Ein Trio aus Waiblingen muss sich wegen hinterzogener Abgaben verantworten. Zwei Jahre lang wurden offenbar keine Sozialabgaben für bulgarische Leiharbeiter gezahlt.

Waiblingen - Wir verhandeln hier am Landgericht, weil die Staatsanwaltschaft eine gewisse Vorstellung von der Strafhöhe hat.“ Einige Dinge hat der Vorsitzende Richter der 13. Großen Wirtschaftskammer gleich zu Beginn des Prozesses um vorenthaltene Sozialversicherungsbeiträge, Schwarzarbeit und ungleiche Niedriglohnzahlungen klargestellt. Unter anderem, dass es knapp werden könnte mit Bewährungsstrafen und für das Urteil Geständnisse und die Klärung der Frage des Schadenausgleichs durchaus entscheidende Faktoren sein dürften.

 

In dem Prozess, der am Landgericht am Montag begonnen hat, geht es um eine große Zahl bulgarischer Arbeitskräfte, die eine inzwischen insolvente Firma mit Sitz in Stuttgart und später in Waiblingen in den Jahren 2011 bis 2013 beschäftigt haben soll. Die Anklage gegen die drei Waiblinger Geschäftsführer beziehungsweise Betriebsleiter im Alter zwischen 49 und 55 Jahren: Zwischen Juli 2011 und September 2013 seien für die ohne Arbeitserlaubnis beschäftigten Arbeitnehmer Sozialversicherungsbeiträge in Höhe von insgesamt rund 734 000 Euro nicht bezahlt worden.

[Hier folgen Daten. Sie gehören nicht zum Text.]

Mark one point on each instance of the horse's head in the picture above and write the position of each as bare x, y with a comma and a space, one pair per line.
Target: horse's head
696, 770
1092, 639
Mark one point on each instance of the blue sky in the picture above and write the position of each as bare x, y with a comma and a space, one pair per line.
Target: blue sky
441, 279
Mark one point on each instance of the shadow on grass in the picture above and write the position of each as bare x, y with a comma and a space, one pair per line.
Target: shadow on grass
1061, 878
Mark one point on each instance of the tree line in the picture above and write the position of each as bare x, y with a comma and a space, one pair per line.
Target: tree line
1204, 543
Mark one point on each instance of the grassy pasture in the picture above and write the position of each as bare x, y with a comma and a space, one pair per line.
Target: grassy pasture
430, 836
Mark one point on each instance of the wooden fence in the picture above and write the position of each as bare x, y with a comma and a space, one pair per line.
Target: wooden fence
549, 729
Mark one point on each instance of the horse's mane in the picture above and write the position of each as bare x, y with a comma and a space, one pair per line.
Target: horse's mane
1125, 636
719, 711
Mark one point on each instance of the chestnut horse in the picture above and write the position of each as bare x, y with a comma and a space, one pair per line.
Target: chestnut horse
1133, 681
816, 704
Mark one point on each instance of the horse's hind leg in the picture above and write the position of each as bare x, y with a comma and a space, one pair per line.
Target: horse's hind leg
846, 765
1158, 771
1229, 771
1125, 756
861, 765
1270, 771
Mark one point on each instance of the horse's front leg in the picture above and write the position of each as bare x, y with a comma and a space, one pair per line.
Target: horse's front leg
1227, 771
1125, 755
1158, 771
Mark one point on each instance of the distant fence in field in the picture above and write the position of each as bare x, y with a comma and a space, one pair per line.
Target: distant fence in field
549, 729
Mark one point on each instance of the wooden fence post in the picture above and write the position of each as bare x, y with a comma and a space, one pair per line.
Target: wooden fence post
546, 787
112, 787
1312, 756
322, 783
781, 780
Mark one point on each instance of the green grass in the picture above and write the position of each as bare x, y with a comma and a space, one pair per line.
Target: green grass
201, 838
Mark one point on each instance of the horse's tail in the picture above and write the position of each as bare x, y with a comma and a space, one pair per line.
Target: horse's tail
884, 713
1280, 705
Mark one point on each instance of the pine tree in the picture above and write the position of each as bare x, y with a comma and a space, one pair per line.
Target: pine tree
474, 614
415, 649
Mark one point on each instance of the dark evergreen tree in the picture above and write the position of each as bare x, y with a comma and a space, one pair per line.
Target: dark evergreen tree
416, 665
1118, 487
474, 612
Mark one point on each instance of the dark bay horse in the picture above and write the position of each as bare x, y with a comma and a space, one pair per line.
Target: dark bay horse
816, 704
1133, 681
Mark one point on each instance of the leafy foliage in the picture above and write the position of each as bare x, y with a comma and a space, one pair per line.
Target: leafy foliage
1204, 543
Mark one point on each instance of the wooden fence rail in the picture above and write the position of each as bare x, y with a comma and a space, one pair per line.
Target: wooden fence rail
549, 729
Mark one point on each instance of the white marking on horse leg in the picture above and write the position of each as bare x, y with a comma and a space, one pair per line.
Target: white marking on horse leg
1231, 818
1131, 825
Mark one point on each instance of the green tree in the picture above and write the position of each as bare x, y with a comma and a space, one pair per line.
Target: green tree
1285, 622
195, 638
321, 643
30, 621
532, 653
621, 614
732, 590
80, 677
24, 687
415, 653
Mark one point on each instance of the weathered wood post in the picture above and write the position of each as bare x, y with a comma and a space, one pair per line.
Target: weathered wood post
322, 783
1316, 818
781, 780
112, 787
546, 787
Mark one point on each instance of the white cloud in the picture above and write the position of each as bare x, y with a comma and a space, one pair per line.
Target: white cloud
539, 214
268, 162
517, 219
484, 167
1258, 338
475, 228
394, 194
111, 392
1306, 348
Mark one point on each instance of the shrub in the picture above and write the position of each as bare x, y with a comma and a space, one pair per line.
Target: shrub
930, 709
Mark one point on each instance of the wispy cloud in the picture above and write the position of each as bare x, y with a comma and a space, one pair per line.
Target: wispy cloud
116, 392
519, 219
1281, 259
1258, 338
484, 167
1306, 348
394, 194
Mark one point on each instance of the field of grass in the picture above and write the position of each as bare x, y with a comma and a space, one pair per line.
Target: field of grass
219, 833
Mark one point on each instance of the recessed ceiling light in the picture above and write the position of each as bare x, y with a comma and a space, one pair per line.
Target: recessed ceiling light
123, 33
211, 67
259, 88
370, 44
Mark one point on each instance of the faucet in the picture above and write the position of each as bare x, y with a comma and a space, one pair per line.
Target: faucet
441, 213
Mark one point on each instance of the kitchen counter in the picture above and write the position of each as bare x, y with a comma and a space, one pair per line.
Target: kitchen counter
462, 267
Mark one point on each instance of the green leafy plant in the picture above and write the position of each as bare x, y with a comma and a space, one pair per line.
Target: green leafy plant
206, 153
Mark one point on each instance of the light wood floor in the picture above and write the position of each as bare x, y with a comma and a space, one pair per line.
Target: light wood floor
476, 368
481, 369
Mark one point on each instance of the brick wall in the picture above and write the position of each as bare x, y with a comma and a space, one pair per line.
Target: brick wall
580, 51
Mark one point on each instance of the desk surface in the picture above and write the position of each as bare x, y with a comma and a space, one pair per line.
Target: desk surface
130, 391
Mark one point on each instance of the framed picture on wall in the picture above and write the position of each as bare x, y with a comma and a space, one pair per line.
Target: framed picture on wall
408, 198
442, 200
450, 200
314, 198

Werksverträge zur Verschleierung

Das Unternehmen hatte zum einen mehrere Gastronomiebetriebe in Stuttgart und Esslingen geführt und zum anderen in Waiblingen Teile für die Automobilindustrie montiert und bearbeitet. Von sechs verschiedenen bulgarischen Firmen habe sich der Betrieb im fraglichen Zeitraum von gut zwei Jahren insgesamt 307 Arbeitnehmer zur Verfügung stellen lassen, die – alles ist offenbar genauestens dokumentiert – genau 222 160,2 Stunden für das hiesige Unternehmen gearbeitet haben: in Zusammenarbeit und auf Weisung der deutschen Kollegen, aber zu einem auffallend ungleichen Lohn von nur vier Euro je Stunde und ohne Sozialversicherung. Schwarzarbeit in großem Maßstab nennt das die Staatsanwaltschaft, denn jene Werksverträge, die jeweils mit den bulgarischen Firmen abgeschlossen wurden, erfüllten eine reine Alibifunktion für die tatsächliche Arbeitnehmerüberlassung.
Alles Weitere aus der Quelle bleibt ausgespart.